For long minutes they smoked their pipes in silence, each man occupied with his own thoughts. The sea splashed rhythmically against the hull as the ship cut a luminescent swath through the star-filled sea beneath swirling constellations never seen above the dark domes and spires of London.
“What the devil was that?” Moresby asked suddenly.
Watson shifted his gaze from the dizzying reaches of the sails to the southern darkness, where Moresby was peering intently.
“What is it?” Watson questioned. “I don’t see anything.”
“I thought I saw…” the young lieutenant said. “Yes, there it is, a light, moving just above the horizon…do you see it?

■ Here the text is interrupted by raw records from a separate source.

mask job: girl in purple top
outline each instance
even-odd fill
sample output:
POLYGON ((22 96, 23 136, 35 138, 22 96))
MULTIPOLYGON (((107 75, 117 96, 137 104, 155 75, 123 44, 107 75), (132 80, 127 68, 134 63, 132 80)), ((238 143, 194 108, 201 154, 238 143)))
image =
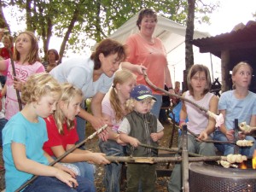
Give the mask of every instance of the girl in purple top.
MULTIPOLYGON (((191 67, 187 83, 189 90, 183 96, 202 106, 209 111, 217 113, 218 99, 209 92, 211 89, 211 78, 209 69, 203 65, 191 67)), ((188 118, 188 130, 197 135, 197 137, 188 134, 188 151, 206 156, 215 155, 214 145, 211 143, 201 142, 198 139, 211 139, 210 134, 215 130, 215 120, 194 105, 184 102, 180 112, 180 127, 185 124, 188 118)), ((178 138, 178 148, 183 146, 181 137, 178 138)), ((180 191, 182 188, 181 166, 177 164, 172 171, 168 191, 180 191)))

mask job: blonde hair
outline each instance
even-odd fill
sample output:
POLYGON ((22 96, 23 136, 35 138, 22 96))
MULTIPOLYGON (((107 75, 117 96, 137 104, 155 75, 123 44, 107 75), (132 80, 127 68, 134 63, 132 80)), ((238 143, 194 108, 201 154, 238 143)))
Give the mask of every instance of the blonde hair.
POLYGON ((209 92, 211 86, 212 86, 210 72, 209 72, 208 67, 206 66, 203 66, 203 65, 200 65, 200 64, 193 65, 191 67, 191 68, 189 69, 189 74, 187 77, 187 84, 188 84, 189 90, 189 93, 191 94, 191 96, 194 96, 194 90, 191 85, 191 79, 194 77, 194 75, 195 75, 198 72, 204 72, 207 76, 206 77, 207 78, 207 85, 204 89, 202 96, 204 96, 207 92, 209 92))
MULTIPOLYGON (((38 39, 36 38, 36 36, 34 35, 34 33, 32 33, 32 32, 29 31, 26 31, 26 32, 20 32, 17 38, 19 38, 19 36, 21 34, 26 34, 29 37, 30 40, 31 40, 31 49, 30 51, 28 53, 28 55, 26 56, 25 61, 23 61, 24 62, 27 61, 30 65, 32 65, 33 63, 35 63, 36 61, 41 61, 40 58, 39 58, 39 55, 38 55, 38 39)), ((17 44, 15 41, 15 48, 14 50, 14 61, 20 61, 20 54, 19 53, 19 51, 17 50, 17 44)))
MULTIPOLYGON (((250 66, 249 63, 247 62, 245 62, 245 61, 241 61, 239 63, 237 63, 234 67, 233 67, 233 70, 232 70, 232 77, 235 76, 236 74, 236 73, 238 72, 238 70, 240 69, 241 67, 242 66, 247 66, 249 67, 250 71, 251 71, 251 75, 253 74, 253 67, 250 66)), ((235 90, 236 89, 236 82, 233 81, 232 79, 232 89, 235 90)))
MULTIPOLYGON (((71 101, 73 99, 75 96, 80 96, 83 97, 83 92, 80 89, 76 88, 71 84, 65 83, 61 84, 62 88, 62 95, 59 100, 59 102, 63 102, 69 105, 71 101)), ((60 134, 63 134, 63 123, 66 121, 67 123, 67 130, 71 130, 72 128, 74 128, 74 120, 67 119, 65 116, 63 111, 61 109, 60 105, 58 104, 56 106, 56 110, 54 113, 53 115, 55 124, 58 127, 58 131, 60 134)))
POLYGON ((112 90, 109 93, 109 101, 111 107, 113 108, 113 110, 115 113, 115 120, 118 122, 123 119, 123 117, 127 114, 130 111, 128 108, 125 108, 125 111, 123 111, 121 106, 121 102, 116 93, 116 85, 117 84, 122 84, 125 82, 127 82, 129 79, 134 79, 136 80, 136 75, 126 69, 122 69, 120 71, 118 71, 114 74, 112 90))
POLYGON ((25 103, 38 102, 43 96, 61 95, 58 81, 47 73, 34 73, 28 77, 21 88, 20 99, 25 103))
MULTIPOLYGON (((153 107, 154 103, 155 102, 155 101, 154 99, 152 99, 151 97, 143 99, 142 101, 147 101, 147 100, 151 100, 150 108, 152 108, 152 107, 153 107)), ((127 107, 127 109, 128 109, 129 112, 131 112, 131 111, 134 110, 134 105, 135 105, 136 102, 139 102, 139 101, 137 101, 134 98, 130 98, 130 99, 127 100, 126 107, 127 107)))

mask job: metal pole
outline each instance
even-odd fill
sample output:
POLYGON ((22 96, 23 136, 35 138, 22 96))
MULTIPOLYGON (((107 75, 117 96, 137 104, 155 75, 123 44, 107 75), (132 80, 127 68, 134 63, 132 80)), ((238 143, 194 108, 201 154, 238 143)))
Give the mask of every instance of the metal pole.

The stars were so bright and abundant that the darkness of the sea created a more definite horizon than existed during the brief daylight hours, when ocean and sky met in a vague grey haze. At first Watson saw nothing but the sharp line where the glimmering stars of the sky met the reflected shimmering stars of the sea. Then he saw it, a faint reddish light in the distance.
The light might have been mistaken for another star, but it moved, and as it moved it pulsed in a very slow interval. For long moments it remained barely visible, then faded to nothingness, dark so long that Watson wondered if he had really seen it at all, if it had not been a trick played by the deepness of the night and the desire to not be alone in the immensity of the world, whereupon it slowly pulsed back into visibility, slightly brighter than before, and nearer.